Meğer ne çok özlemişim kitap hakkında olan yazılarını. Üç defa okudum. Bu kitabı mutlaka bulup okuyacağım. Teşekkürler :)Sabina

Karado dedi ki...

vurgu yalnızlığa duras'da...
sanki yalnızlık evinde kaleme alınmış bir kitap...
yalnızlığı vücuduna bir iskelet sistemi gibi yeniden kurmuş..
bu derin bir yaradır...
ve herkes de vardır...
bunun etrafında dolaşanlar
bundan kaçanlar, buna ibadet edenler hep olmuştur...
ama bu kusur insanın -çünkü insanın ilkelliğindeki sosyal yaşam- topluluklar halinde yaşama biçimi- artık değişmiştir...
ya da değiştiği öngörülebilir bazı insanlar için.
yazarlar bu süperego baskından kaçarlar...
belkide isyan bunadır, yazmakla toplumun ona dayattığı şekillere bir başkaldırı..
ve bazı tanımlarında üstüme alındığım şeyler olmadı da değil hani...
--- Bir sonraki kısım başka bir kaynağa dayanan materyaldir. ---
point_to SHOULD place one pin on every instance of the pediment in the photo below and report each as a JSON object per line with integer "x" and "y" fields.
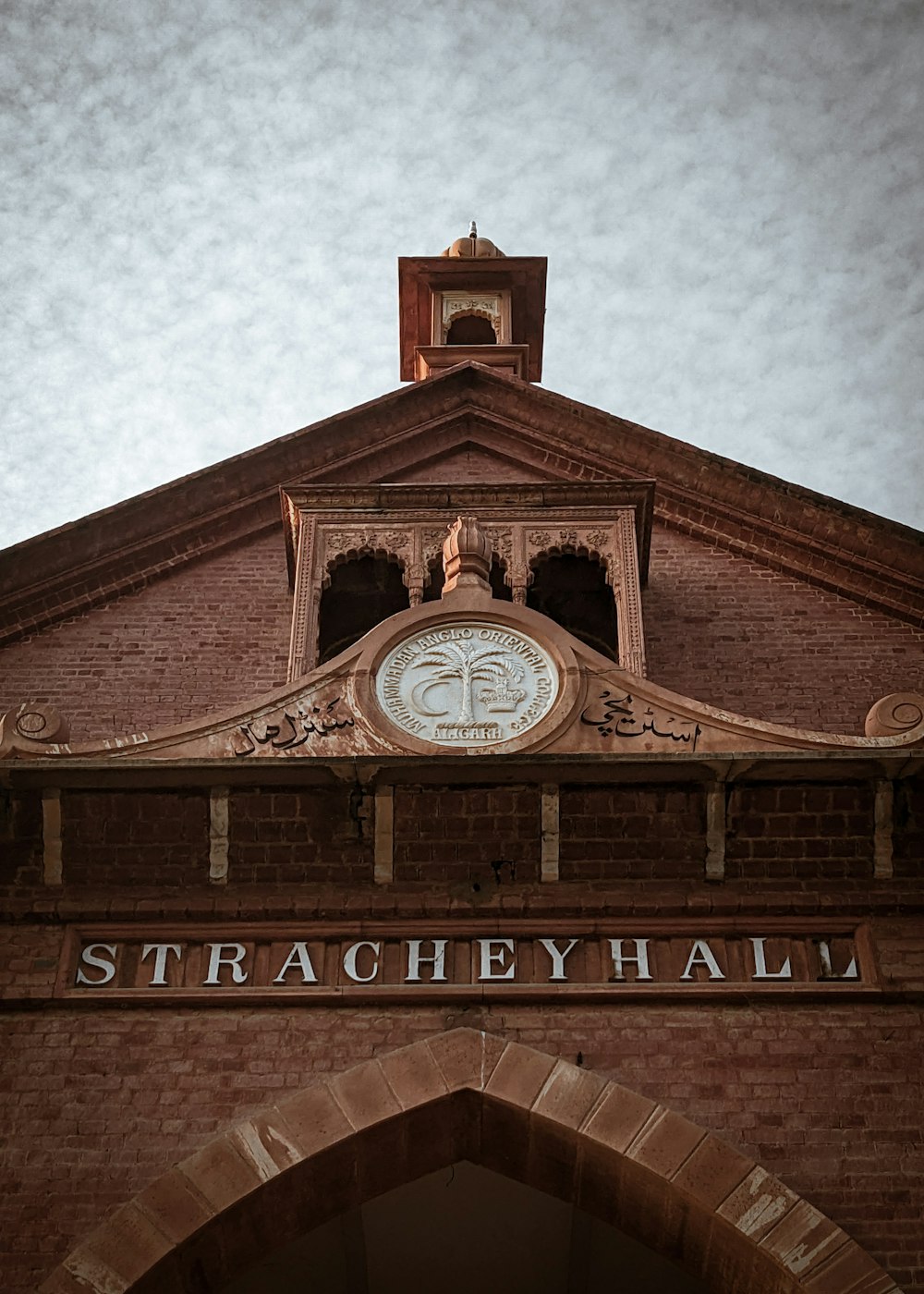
{"x": 472, "y": 462}
{"x": 464, "y": 677}
{"x": 403, "y": 436}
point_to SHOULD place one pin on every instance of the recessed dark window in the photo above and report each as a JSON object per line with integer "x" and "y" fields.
{"x": 361, "y": 594}
{"x": 574, "y": 592}
{"x": 471, "y": 330}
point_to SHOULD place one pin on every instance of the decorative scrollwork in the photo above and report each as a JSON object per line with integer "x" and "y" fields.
{"x": 895, "y": 714}
{"x": 30, "y": 727}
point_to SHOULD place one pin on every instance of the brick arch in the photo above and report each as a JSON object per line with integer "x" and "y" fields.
{"x": 468, "y": 1095}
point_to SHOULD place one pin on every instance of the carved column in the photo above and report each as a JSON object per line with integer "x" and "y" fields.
{"x": 303, "y": 646}
{"x": 629, "y": 601}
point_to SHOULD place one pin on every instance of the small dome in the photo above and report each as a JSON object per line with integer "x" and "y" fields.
{"x": 472, "y": 246}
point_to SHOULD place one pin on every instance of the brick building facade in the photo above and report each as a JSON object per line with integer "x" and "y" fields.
{"x": 523, "y": 822}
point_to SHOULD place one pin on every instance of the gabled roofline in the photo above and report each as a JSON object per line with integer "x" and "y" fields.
{"x": 876, "y": 562}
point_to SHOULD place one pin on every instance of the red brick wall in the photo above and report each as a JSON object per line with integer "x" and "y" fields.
{"x": 803, "y": 831}
{"x": 112, "y": 838}
{"x": 479, "y": 835}
{"x": 197, "y": 641}
{"x": 719, "y": 629}
{"x": 287, "y": 837}
{"x": 787, "y": 835}
{"x": 107, "y": 1100}
{"x": 632, "y": 832}
{"x": 739, "y": 636}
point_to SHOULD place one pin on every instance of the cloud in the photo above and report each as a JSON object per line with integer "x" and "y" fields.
{"x": 202, "y": 211}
Nilay Şahinkanat İlcebay dedi ki...

''Ben biraz daha farklı düşünüyorum bu konuda. Erkekler yazan bir kadını kaldıramıyor değil aslında.. Erkekler kadının yazdıklarında olmayı veya olmamayı kaldıramıyor!''

erkekler hep aynı diyesi geliyor insanın...

kalbine sahip ol!

Adsız dedi ki...

dur ellerine bakıyorum...parmak uçlarına...kalemin elinde duruşuna...
beyaz kağıda yayılmış ağırlığına...düğmelere..

iko dedi ki...

Çok özledim seni çokkkkkk :(((

Annen dedi ki...

‎...Güzel yürekli kızım benim,, hem o güzel içten yazıları yazan ellerini,, hem o güzel yüreğini öpüyorum.. yazını okudum...
nedense hiç şaşırmadım,, çünkü senin yazılarını okurken kendimi film izler gibi hissediyorum: heyecanlanıyorum, kızıyorum, mutlu oluyorum ve ağlıyorumda.. meğerse birde bakıyorum,, ben prensesimin blogundayım... HARİKASIN.. HİÇ DEĞİŞME BİTANEM....

Sevinç dedi ki...

Yabancıya Ulaşmaktır:)) bunu çok sevdim...

Banu dedi ki...

‎''Erkekler bunu kaldıramıyor: yazan bir kadın. Erkek için katlanılmaz bir şey bu! Herkes için zor.''

Görünmez dedi ki...

bence bunu Erkekle Alakası yok bence okuya ve okumaya Erkekle alakası var ben bir erkek isterdim sevecegim kadın benim icin yazmış olusun...

( bütün yazılarınızı okuyorum ve hep hayatımda olumasını isitetikim şey aslından Allah Sizin gibi bir Eş nasib eder bana...) Yanlış anlaşılması Lütfen...

Adsız dedi ki...

merhabalar,
blogunuzu tesadüfen bugün gördüm ve çok beğendim.çok doğal,çok kendinden.
Ben de yazmayı çok seven-ama yazdıklarını henüz sunmaya ceesaret edemeyen- biri olarak Margurerite Duras'ın yazmak hakkında yazdıkları çok güzel.tam olarak hislerime tercüman oldu diyebilirim.
ellerinize sağlık.

Murat dedi ki...

aaa ne ilginç , daha 3-4 gün önce kitapçıda bu kadının sevgili adlı kitabını elime aldım baktım baktım sonra almayıp yerine koydum. Alırım öyleyse bu " yazmak " adlı kitabı : )

Hacer dedi ki...

Yabancıya Ulaşmaktır
ben de çok sevdim bu sözü , ben o yabancıyı hep kendim ile irdeliyorum ancak yazdıkça kendime yaklaşıyormuşum gibi , kendimi tanıyormuş gibi.